In questi quindici anni, ha scoperto qualcosa di nuovo rispetto a quello che aveva notato in precedenza nella figura di Chesterton?
“Sì. Se 15-20 anni fa mi aveva colpito molto il Chesterton narratore (padre Brown, ‘Il Napoleone di Notting Hill’, ecc.) e la sua vicenda umana, in questo periodo, anche per l’emersione di altri testi inediti, ho avuto modo di scoprire il Chesterton filosofo (se non addirittura teologo) che affondava la propria fede anche nelle figure di grandi santi del passato come Tommaso Moro, San Francesco d’Assisi (al quale ha dedicato una stupenda biografia) e San Tommaso d’Aquino. Ho scoperto davvero un teologo che era capace di raccontare i misteri della fede e di ragionare sui problemi dell’uomo con semplicità e immediatezza, il che non ha mai voluto dire ‘banalizzazione’. Chesterton era un uomo molto umile, non si dava arie di essere un sapiente e un intellettuale ma, dietro quest’umiltà, c’era una cultura sterminata che riversava nei suoi libri. Io ho avuto la fortuna di vedere la sua biblioteca, a Oxford, ed è qualcosa di incredibile: aveva una grande curiosità intellettuale, non c’era nulla che non gli interessasse, che non gli stesse a cuore o che non indagasse del pensiero umano. E quindi, se magari la cultura ufficiale non lo ha mai celebrato e consacrato come intellettuale, abbiamo in Chesterton forse il più grande pensatore cristiano del Novecento”.

Il Chesterton-pensiero si incentra quindi nella figura dell’uomo? Un uomo semplice ma che, con l’intelletto, sopperisce a eventuali mancanze fisiche, come nel caso di padre Brown?
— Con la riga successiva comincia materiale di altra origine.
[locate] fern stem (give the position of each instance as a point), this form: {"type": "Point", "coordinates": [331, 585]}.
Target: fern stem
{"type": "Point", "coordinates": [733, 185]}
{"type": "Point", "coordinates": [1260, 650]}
“Certo. C’è un libro di Chesterton che si chiama ‘Man alive’ (tradotto in Italia anche con il titolo ‘Le avventure di un uomo vivo’): lui ci mostra come essere uomini vivi, veri e quindi autentici, innamorati e cercatori della verità. La quale, poi, non può non diventare un elemento vivificante della nostra vita: ‘non dobbiamo vivacchiare’, ci dice, ma vivere con pienezza nel nostro tempo, nel lavoro, negli affetti e nelle passioni. Essere uomini vivi, come lo stesso padre Brown il quale non viene preso molto sul serio, è snobbato quando viene incontrato: le persone vedono questo ‘pretino’ dalla faccia insignificante dentro il quale, invece, ci sono una profondità e una ricchezza di saggezza e di umanità assolute. In qualche modo, attraverso figure come padre Brown, Chesterton ci dice anche: ‘Tenete gli occhi aperti e non giudicate alla prima impressione’.

E’ quindi questo il segreto dell’attualità e della validità culturale di Chesterton?
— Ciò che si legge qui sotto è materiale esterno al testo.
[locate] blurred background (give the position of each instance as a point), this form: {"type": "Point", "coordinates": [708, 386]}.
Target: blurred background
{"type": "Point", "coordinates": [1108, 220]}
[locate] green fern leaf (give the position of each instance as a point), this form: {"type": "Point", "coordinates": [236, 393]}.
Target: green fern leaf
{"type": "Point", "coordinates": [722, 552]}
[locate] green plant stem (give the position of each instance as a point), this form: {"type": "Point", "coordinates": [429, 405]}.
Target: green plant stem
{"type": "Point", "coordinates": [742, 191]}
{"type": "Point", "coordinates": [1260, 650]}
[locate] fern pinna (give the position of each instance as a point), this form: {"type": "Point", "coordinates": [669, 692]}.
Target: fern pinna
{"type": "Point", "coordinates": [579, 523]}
“Se Chesterton diceva che lo straordinario segreto del cristianesimo è la gioia, possiamo dire che il suo straordinario segreto è questo desiderio di essere uomini vivi, cercatori di verità. E, una volta trovata o trovati da questa verità (perché ci viene incontro), dirla, trasmetterla e gridarla dai tetti. Lui era un grande testimone e comunicatore della fede: lo faceva sui giornali e nei suoi tanti libri. Insomma, un appassionato comunicatore della verità, della bellezza e di tutto ciò che dà senso alla vita umana. Tutto questo è stato Gilbert Chesterton”.

La vostra ricerca, dunque, non si fermerà qui…
“Andremo avanti anzitutto perché, come Società Chestertoniana che ha un blog che, non a caso, si chiama ‘Il blog dell’Uomo Vivo’, vogliamo continuare a far conoscere Chesterton. E poi, quello che io e don Daniele (De Rosa, ndr) ci auguriamo è che molte persone, attraverso le pagine del nostro libro, possano incontrare questa straordinaria figura e questo pensiero che è semplice ma illuminante, del quale anche la chiesa del nostro tempo ha bisogno. E’ un nostro piccolo contributo anche all’opera di evangelizzazione del terzo millennio”.